Affinity maturation of a broadly neutralizing human monoclonal antibody that prevents acute hepatitis C virus infection in mice. Hepatology Keck, Z., Wang, Y., Lau, P., Lund, G., Rangarajan, S., Fauvelle, C., Liao, G. C., Holtsberg, F. W., Warfield, K. L., Aman, M. J., Pierce, B. G., Fuerst, T. R., Bailey, J. R., Baumert, T. F., Mariuzza, R. A., Kneteman, N. M., Foung, S. K. 2016

Abstract

Direct-acting antivirals (DAAs) have led to a high cure rate in treated patients with chronic hepatitis C virus (HCV) infection, but this still leaves a large number of treatment failures secondary to the emergence of resistance-associated variants (RAVs).
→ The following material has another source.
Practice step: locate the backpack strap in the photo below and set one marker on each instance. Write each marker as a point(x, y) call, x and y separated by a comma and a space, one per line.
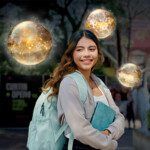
point(81, 83)
point(83, 89)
To increase the barrier to resistance, a complementary strategy is to use neutralizing human monoclonal antibodies (HMAbs) to prevent acute infection. However, earlier efforts with the selected antibodies led to RAVs in animal and clinical studies. Therefore, we identified an HMAb that is less likely to elicit RAVs for affinity maturation to increase potency and, more important, breadth of protection. Selected matured antibodies show improved affinity and neutralization against a panel of diverse HCV isolates. Structural and modeling studies reveal that the affinity-matured HMAb mediates virus neutralization, in part, by inducing conformational change to the targeted epitope, and that the maturated light chain is responsible for the improved affinity and breadth of protection. A matured HMAb protected humanized mice when challenged with an infectious HCV human serum inoculum for a prolonged period. However, a single mouse experienced breakthrough infection after 63 days when the serum HMAb concentration dropped by several logs; sequence analysis revealed no viral escape mutation.The findings suggest that a single broadly neutralizing antibody can prevent acute HCV infection without inducing RAVs and may complement DAAs to reduce the emergence of RAVs. (Hepatology 2016;64:1922-1933).